En toute logique, il s’agirait maintenant d’aller plus loin, en allongeant d’un an la période dévolue au lycée.
Ce nouveau système, dit « 11 + 4 » présenterait des avantages certains. En supprimant les options académiques à l’école obligatoire, on permettrait à tous·tes les jeunes de terminer leur école secondaire sans pression et, pourquoi pas, de prendre le temps de mieux réfléchir à leur orientation future. Les importants taux d’échecs en première année de lycée montrent certainement que certain·es ont été mal orienté·es et se sentiraient probablement plus à l’aise dans une formation professionnelle.
Bien sûr, les autorités, et celles de notre canton tout particulièrement, craignent l’allongement des études, qui signifierait la création de nouvelles classes et l’engagement de nouveaux enseignant·es. Toutefois, si une réforme des lycées facilitait une diminution générale du redoublement, cela en abaisserait d’autant les couts.
... et des enseignant·es en particulier
Le deuxième dossier concerne la formation pédagogique des enseignant·es. La pénurie étant déclarée dans plusieurs cantons et attendue dans d’autres, cette question revêt une importance renouvelée. Là aussi, la durée des études, de trois ans presque partout en Suisse, est remise en cause. Là encore, les cantons ne souhaitent pas, pour des raisons financières, allonger la formation pédagogique initiale.

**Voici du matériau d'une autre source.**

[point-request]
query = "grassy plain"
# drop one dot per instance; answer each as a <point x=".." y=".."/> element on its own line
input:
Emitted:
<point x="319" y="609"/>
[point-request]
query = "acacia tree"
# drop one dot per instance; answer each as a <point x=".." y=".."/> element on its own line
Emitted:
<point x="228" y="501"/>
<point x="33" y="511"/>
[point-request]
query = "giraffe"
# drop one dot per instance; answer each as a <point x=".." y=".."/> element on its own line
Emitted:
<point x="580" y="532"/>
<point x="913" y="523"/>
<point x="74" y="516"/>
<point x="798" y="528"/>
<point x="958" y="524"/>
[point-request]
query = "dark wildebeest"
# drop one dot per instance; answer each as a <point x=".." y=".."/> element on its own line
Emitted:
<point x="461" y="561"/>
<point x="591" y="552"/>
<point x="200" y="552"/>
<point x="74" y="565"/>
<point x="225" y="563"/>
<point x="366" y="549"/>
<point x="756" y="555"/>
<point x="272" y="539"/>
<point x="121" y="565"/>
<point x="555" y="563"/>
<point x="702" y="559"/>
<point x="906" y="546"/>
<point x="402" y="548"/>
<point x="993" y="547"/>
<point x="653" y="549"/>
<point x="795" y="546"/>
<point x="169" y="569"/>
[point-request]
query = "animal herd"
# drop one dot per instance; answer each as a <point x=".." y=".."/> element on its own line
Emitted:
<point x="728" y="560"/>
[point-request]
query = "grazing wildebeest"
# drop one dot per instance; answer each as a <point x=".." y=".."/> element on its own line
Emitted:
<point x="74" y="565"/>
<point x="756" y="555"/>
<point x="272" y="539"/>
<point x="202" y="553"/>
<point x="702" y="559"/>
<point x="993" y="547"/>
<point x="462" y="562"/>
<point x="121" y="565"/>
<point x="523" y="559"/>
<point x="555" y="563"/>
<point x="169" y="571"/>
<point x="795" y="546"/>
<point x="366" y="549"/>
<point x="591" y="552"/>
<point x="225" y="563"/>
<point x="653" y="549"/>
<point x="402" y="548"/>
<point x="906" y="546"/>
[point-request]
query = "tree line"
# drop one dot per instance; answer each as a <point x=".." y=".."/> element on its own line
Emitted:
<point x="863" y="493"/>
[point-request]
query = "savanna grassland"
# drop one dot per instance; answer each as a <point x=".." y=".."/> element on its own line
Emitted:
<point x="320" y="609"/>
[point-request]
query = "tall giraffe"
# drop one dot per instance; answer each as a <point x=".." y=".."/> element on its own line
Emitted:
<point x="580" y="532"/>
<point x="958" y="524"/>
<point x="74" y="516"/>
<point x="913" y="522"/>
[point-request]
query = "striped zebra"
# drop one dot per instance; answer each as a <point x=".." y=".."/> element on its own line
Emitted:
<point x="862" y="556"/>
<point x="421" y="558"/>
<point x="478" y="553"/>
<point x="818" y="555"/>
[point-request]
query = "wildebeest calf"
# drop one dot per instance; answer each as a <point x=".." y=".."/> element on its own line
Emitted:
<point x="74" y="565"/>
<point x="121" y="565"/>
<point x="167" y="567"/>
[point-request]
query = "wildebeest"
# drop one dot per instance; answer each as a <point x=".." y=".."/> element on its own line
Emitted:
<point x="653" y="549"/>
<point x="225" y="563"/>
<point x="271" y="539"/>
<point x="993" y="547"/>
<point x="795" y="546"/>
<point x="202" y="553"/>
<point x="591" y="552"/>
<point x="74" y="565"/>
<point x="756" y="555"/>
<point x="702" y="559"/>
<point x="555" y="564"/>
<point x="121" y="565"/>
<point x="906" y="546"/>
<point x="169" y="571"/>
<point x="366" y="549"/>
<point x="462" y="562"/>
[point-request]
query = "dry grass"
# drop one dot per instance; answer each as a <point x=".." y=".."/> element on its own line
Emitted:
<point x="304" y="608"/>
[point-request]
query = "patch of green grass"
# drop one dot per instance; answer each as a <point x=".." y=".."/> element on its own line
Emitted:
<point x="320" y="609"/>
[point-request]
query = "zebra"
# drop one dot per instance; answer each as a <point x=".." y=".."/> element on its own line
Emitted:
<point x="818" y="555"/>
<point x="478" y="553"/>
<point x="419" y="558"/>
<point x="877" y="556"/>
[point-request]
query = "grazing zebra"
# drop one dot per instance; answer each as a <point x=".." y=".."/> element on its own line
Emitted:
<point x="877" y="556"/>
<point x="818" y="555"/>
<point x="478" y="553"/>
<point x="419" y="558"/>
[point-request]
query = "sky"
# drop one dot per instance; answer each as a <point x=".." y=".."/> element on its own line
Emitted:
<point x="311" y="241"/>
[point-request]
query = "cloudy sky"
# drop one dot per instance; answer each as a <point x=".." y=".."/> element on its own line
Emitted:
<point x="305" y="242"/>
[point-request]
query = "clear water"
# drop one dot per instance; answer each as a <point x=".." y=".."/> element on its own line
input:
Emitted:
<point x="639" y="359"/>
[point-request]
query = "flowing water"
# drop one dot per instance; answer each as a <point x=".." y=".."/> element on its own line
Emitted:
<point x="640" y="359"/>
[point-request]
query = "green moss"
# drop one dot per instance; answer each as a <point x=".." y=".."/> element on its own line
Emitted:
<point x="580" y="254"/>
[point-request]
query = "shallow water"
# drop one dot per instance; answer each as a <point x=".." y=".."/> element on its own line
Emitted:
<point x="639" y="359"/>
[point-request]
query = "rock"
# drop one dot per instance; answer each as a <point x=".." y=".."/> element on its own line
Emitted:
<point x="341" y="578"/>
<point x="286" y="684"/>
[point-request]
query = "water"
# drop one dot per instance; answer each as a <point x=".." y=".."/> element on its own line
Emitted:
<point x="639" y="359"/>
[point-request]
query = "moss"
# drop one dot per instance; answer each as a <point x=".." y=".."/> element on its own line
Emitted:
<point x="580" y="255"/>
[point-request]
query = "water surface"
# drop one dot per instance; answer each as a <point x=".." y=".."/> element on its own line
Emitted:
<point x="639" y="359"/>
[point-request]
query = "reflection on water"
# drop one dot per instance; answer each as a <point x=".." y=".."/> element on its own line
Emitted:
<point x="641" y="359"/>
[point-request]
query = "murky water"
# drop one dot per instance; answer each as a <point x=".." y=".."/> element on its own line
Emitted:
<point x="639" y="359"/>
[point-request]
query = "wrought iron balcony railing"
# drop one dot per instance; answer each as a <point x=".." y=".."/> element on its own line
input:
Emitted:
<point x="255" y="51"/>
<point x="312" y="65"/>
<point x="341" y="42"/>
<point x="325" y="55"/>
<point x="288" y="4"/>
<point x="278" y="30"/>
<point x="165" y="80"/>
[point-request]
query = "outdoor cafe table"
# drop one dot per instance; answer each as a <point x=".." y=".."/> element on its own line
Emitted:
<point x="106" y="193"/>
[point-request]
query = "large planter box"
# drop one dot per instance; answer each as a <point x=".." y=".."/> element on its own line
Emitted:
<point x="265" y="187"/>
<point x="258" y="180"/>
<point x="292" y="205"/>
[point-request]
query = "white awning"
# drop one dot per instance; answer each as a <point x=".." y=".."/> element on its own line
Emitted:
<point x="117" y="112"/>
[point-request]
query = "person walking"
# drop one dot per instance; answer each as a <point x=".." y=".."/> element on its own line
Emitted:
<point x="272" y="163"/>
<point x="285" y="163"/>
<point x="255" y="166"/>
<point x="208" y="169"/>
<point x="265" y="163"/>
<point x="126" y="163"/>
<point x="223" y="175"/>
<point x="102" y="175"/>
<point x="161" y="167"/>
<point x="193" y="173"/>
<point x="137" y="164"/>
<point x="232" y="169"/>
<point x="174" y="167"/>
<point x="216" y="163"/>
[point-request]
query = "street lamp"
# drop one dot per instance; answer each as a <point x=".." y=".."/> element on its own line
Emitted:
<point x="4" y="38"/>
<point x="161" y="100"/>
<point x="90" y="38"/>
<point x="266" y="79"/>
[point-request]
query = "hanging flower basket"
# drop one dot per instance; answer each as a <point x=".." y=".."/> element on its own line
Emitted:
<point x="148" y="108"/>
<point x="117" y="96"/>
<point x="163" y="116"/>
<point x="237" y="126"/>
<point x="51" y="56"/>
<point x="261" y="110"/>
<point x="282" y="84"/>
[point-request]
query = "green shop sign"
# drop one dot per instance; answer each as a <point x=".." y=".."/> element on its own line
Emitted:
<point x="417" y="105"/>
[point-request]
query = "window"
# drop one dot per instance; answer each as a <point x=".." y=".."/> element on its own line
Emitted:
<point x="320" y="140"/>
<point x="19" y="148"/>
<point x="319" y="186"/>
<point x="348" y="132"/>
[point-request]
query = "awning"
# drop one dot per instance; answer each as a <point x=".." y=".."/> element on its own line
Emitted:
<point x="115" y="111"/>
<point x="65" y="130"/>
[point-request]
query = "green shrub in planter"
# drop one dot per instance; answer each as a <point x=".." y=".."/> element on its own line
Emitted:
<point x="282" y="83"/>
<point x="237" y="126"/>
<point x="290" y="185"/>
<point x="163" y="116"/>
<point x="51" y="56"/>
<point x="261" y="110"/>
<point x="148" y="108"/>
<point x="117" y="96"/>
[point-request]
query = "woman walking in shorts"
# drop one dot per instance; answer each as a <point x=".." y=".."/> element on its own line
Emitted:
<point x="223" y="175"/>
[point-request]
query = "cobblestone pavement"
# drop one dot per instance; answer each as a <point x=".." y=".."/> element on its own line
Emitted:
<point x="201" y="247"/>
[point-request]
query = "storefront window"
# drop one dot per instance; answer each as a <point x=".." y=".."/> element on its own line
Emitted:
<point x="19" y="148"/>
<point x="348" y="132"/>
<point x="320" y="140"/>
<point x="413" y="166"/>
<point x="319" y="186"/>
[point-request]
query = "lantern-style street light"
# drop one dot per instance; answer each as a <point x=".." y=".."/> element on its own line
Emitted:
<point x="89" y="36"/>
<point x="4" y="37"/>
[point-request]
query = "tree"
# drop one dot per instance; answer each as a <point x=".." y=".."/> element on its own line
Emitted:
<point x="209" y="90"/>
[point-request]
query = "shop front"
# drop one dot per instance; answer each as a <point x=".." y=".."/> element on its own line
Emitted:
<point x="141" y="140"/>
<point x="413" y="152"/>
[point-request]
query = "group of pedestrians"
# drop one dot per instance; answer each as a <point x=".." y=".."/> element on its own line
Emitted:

Du point de vue syndical, on considère actuellement qu’il est plus indiqué de soutenir l’allongement des études gymnasiales, ce qui permettrait aux jeunes de se présenter à la HEP en bénéficiant de connaissances générales et linguistiques plus approfondies. Cela pourrait être particulièrement bénéfique en français et en allemand. Cependant, l’ajout d’une année de HEP ne semble pas être une urgence, à condition de prendre garde à améliorer certains points rapidement.
Tout d’abord, il faudrait mettre l’accent sur l’accueil des nouveaux enseignant·es dans leur premier collège. L’obtention du bachelor pédagogique n’est qu’un début, et il n’est pas possible durant les études d’aborder en détail les particularités de chaque école. Accorder du temps à celles et ceux qui arrivent pour comprendre le fonctionnement de leur environnement de travail est indispensable. Ces dernières années, de nombreuses initiatives ont vu le jour dans ce sens. Celles-ci doivent être développées, harmonisées et généralisées partout.
Ensuite, il devient absolument nécessaire que chaque enseignant·e en premier emploi bénéficie automatiquement d’un accompagnement individuel sous forme de mentorat par une personne expérimentée, avec du temps pour s’y consacrer, donc des décharges pour la personne formée comme pour le ou la mentor. En début de carrière, en effet, il n’est plus possible de gérer le quotidien tout en continuant de se former, et du temps rémunéré doit y être consacré.
Dernier point, la formation continue doit être valorisée et renforcée pour chaque enseignant·e. Notre métier est l’un des derniers dans lequel on s’engage encore pour la vie. Mais l’accélération des changements sociaux implique que la formation de base « vieillit » plus vite qu’auparavant, et que les connaissances acquises il y a vingt ou trente ans ne suffisent plus à gérer les défis du temps présent.
Force est de constater toutefois que se former demande de la disponibilité, du temps et de l’énergie. L’accroissement constant des exigences dans notre profession, impliquant un investissement en personnel toujours plus grand, laisse toutefois augurer qu’il faudra repenser l’organisation de la formation continue pour éviter de surcharger les semaines d’école et d’épuiser les enseignant·es. Nous devons donc très sérieusement penser à introduire, ou réintroduire, de véritables congés de formation qui, après cinq, dix ou vingt ans d’activité professionnelle, permettraient à tous·tes les enseignant·es de s’investir réellement dans un projet de formation continue adapté à leurs besoins.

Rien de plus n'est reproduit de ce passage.